The resulting ethyl ester (0.108, 0.320 mmol) was dissolved in THF (5 mL) at room temperature and then 2 M HCl (4 mL) was added at room temperature. The homogeneous solution was then stirred vigorously and heated under reflux for 24 h, or until no starting material was observed by TLC (1:4 EtOAc:hexanes). The reaction was then cooled and diluted with EtOAc (30 mL), then washed 2 times with saturated brine, dried over MgSO₄, filtered, and condensed.
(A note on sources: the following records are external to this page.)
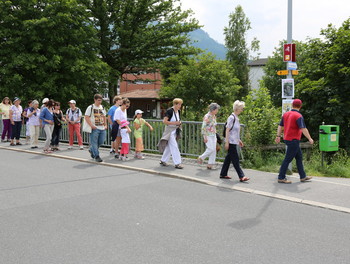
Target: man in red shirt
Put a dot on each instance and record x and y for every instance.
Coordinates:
(293, 124)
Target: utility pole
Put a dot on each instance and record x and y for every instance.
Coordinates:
(290, 31)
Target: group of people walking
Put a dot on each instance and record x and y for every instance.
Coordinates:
(96, 119)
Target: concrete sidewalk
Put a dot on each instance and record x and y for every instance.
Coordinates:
(329, 193)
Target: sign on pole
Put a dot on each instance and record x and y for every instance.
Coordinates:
(287, 88)
(289, 52)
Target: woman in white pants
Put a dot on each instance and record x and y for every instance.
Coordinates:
(209, 136)
(46, 116)
(169, 138)
(33, 115)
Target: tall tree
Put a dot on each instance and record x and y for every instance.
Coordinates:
(48, 48)
(202, 81)
(136, 34)
(237, 48)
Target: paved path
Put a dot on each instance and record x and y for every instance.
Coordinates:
(65, 211)
(329, 193)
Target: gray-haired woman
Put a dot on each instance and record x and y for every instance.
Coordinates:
(209, 136)
(232, 139)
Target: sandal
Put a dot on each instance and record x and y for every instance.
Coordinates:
(244, 179)
(163, 163)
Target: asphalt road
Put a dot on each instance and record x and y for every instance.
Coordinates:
(67, 212)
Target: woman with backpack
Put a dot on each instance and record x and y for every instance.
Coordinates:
(73, 117)
(209, 136)
(168, 143)
(232, 139)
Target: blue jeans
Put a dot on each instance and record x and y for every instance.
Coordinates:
(232, 156)
(97, 138)
(293, 151)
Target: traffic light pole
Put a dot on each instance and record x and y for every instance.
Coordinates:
(289, 41)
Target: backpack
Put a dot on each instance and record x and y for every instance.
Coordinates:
(225, 126)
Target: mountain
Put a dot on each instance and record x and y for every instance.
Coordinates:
(202, 40)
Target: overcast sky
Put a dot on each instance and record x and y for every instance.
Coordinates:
(269, 18)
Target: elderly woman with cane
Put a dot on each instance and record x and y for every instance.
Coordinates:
(209, 136)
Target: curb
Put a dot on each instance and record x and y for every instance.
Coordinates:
(195, 180)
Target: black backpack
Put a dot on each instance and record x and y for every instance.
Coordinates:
(225, 126)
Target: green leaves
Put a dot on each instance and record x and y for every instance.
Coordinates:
(201, 81)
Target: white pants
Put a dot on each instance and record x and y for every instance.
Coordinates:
(48, 131)
(172, 149)
(210, 150)
(34, 135)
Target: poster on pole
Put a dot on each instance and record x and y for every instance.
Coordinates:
(286, 105)
(287, 88)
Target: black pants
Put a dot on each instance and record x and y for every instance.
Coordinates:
(16, 130)
(232, 156)
(56, 135)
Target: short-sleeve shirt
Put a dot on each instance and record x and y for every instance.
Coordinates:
(34, 120)
(172, 117)
(138, 132)
(120, 115)
(233, 122)
(293, 122)
(209, 125)
(74, 115)
(16, 113)
(111, 112)
(98, 112)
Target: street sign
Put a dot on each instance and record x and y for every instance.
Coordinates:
(283, 72)
(289, 52)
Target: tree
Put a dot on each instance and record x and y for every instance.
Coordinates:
(203, 81)
(48, 48)
(137, 34)
(237, 49)
(324, 80)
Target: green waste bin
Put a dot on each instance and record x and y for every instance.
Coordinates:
(329, 138)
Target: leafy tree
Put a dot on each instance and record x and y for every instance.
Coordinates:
(48, 48)
(137, 34)
(237, 48)
(324, 80)
(203, 81)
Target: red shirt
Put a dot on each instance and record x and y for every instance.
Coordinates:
(293, 122)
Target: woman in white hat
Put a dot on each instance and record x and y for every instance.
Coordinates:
(139, 123)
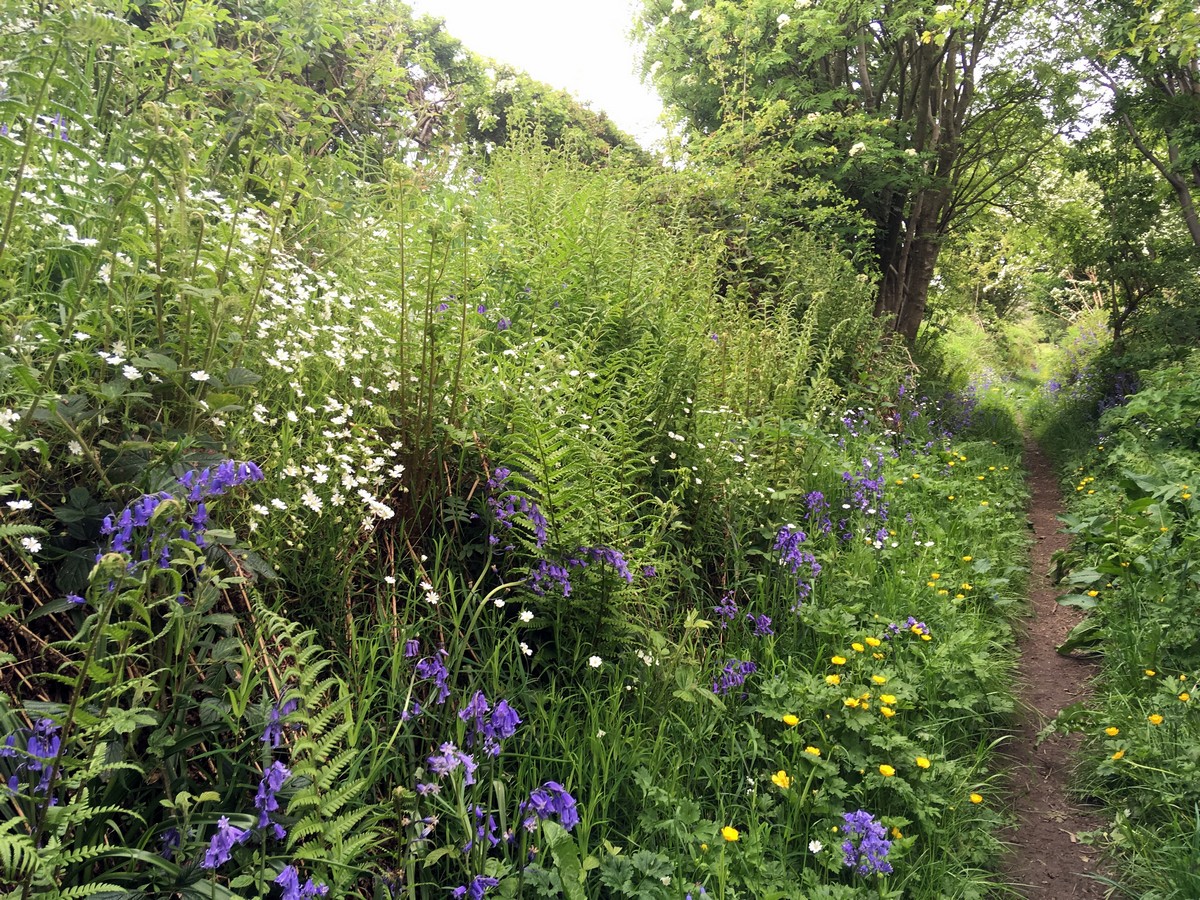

If any starting ester was still present, the resulting yellow oil was first purified via flash column chromatography (1:4 acetone:hexanes 0 to 0.5 % AcOH) followed by recrystallization from Et₂O/hexanes to provide 26 (0.077 g, 78%) as fine yellow needles. R_f = 0.14 (1:3 EtOAc:hexanes 0.5% AcOH) Mp = 156 – 157 °C ¹H NMR (CDCl₃): δ 2.65 (t, 2H); 3.15 (m, 2H); 7.74 (m, 2H); 8.13 (m, 2H).